A Housing First approach can benefit both homeless families and individuals with any degree of service needs. The flexible and responsive nature of a Housing First approach allows it to be tailored to anyone. As such, a Housing First approach can be applied to help end homelessness for a household who became homeless due to temporary personal financial crisis and has limited service needs, only needing help accessing and securing permanent housing. At the same time, Housing First has been found to be particularly effective approach to end homelessness for high need populations, such as chronic homeless individuals.
WHAT ARE THE ELEMENTS OF A HOUSING FIRST PROGRAM?
Housing First programs often provide rental assistance that varies in duration depending on the households needs. consumers sigh a standard lease and are able to access supports as necessary to help them do so. A variety of voluntary services may be used to promote housing stability and well-being during and following housing placement.

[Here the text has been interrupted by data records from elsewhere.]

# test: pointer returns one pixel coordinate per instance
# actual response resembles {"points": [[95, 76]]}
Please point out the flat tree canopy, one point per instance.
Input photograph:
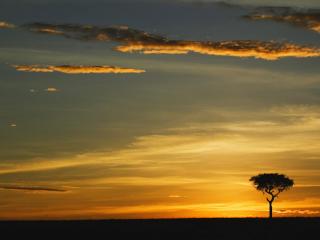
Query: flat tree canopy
{"points": [[272, 183]]}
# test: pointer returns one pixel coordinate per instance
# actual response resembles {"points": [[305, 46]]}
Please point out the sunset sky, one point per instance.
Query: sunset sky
{"points": [[157, 109]]}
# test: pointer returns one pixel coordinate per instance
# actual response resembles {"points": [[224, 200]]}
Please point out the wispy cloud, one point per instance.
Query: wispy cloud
{"points": [[133, 40], [70, 69], [51, 89], [257, 49], [6, 25], [31, 188], [297, 212], [309, 19]]}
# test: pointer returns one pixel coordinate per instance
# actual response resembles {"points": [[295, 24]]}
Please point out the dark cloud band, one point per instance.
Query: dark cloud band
{"points": [[133, 40]]}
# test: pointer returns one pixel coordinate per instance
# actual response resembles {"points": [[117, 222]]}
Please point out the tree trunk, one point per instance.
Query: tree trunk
{"points": [[270, 209]]}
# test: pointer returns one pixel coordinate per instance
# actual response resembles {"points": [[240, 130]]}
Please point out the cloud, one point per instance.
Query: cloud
{"points": [[31, 188], [6, 25], [68, 69], [309, 19], [51, 89], [139, 41], [175, 196], [257, 49], [89, 32]]}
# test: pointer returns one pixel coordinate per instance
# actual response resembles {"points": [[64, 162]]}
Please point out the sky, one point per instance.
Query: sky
{"points": [[157, 109]]}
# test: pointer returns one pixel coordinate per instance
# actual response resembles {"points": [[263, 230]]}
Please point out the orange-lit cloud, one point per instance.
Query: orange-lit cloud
{"points": [[308, 19], [154, 172], [31, 188], [68, 69], [6, 25], [133, 40]]}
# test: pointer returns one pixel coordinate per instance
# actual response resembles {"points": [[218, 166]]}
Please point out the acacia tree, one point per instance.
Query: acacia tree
{"points": [[271, 184]]}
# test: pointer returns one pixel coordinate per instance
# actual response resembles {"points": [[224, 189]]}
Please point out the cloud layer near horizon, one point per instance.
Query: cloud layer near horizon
{"points": [[70, 69], [4, 24], [309, 19], [133, 40], [31, 188]]}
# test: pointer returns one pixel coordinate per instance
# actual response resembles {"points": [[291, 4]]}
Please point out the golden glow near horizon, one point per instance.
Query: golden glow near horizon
{"points": [[256, 49], [76, 69], [183, 174], [177, 132]]}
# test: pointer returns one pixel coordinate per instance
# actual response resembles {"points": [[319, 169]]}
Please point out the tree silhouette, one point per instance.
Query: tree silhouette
{"points": [[271, 184]]}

Two common program models follow the housing first approach but differ in implementation. Permanent supportive housing (PSH) is targeted to individuals and families with chronic illness, disabilities, mental health issues, or substance use disorders who have experienced long term or repeated homelessness. it provides longterm rental assistance and supportive services.

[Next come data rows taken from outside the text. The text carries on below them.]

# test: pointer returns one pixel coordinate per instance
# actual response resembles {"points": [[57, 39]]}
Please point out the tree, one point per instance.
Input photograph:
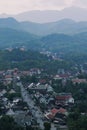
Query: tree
{"points": [[8, 123], [47, 126]]}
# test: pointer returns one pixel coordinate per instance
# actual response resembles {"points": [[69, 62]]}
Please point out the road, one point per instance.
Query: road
{"points": [[37, 114]]}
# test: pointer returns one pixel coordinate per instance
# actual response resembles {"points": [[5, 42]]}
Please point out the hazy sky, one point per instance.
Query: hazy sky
{"points": [[17, 6]]}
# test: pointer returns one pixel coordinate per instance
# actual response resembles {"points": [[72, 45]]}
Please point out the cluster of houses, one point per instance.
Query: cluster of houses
{"points": [[54, 105]]}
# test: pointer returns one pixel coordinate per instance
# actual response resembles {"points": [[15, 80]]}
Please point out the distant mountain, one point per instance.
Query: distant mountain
{"points": [[12, 38], [46, 16], [66, 26]]}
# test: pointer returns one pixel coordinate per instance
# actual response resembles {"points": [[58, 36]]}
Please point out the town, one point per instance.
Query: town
{"points": [[34, 98]]}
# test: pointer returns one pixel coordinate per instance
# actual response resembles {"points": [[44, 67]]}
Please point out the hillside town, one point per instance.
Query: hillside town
{"points": [[31, 97]]}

A second program model, rapid re-housing, is employed for a wide variety of individuals and families. It provides short term rental assistance and services. The goals are to help people obtain housing quickly. increase self sufficiency, and remain housed. The Core Components of rapid re-housing are housing identification, rent and move in assistance, and case management and services ; operationalizing housing first principals.
DOES HOUSING FIRST WORK?
there is a large and growing evidence base demonstrating that housing first is an effective solution to homelessness. consumers in a Housing First model access housing faster, and are more likely to remain stabile housed. This is true for both PSH and rapid re-housing programs. PSH has a long term housing retention rate up to 98%. Studies have shown that rapid re-housing helps people exit homelessness quickly. In one study- an average of two months- and remained housed. A variety of studies have show that between 75% and 91% of households remain housed a year after being rapidly re-housed.
More extensive studies have been completed on PSH finding that clients report an increase in perceived levels of autonomy, choice, and control in housing First programs. A majority of clients are found to participate in the optional supportive services provided.Often, resulting in greater housing stability. clients using supportive services are more likely to participate in job programs, attend school, discontinue substance abuse use, have fewer instances of domestic violence, and spend fewer days hospitalized than those not participating.
Finally permeant supportive housing has been found to be cost efficient. providing access to housing generally results in cost savings for communities because housed peopler less likely to use emergency services, including hospitals, jails, and emergency shelter, than those who are homeless. one study found an average cost savings on emergency services of $31,545 per person housed in housing first program over the course of two years. Another study showed that a Housing First program could cost up to $23,000 less per consumer per year than a shelter program.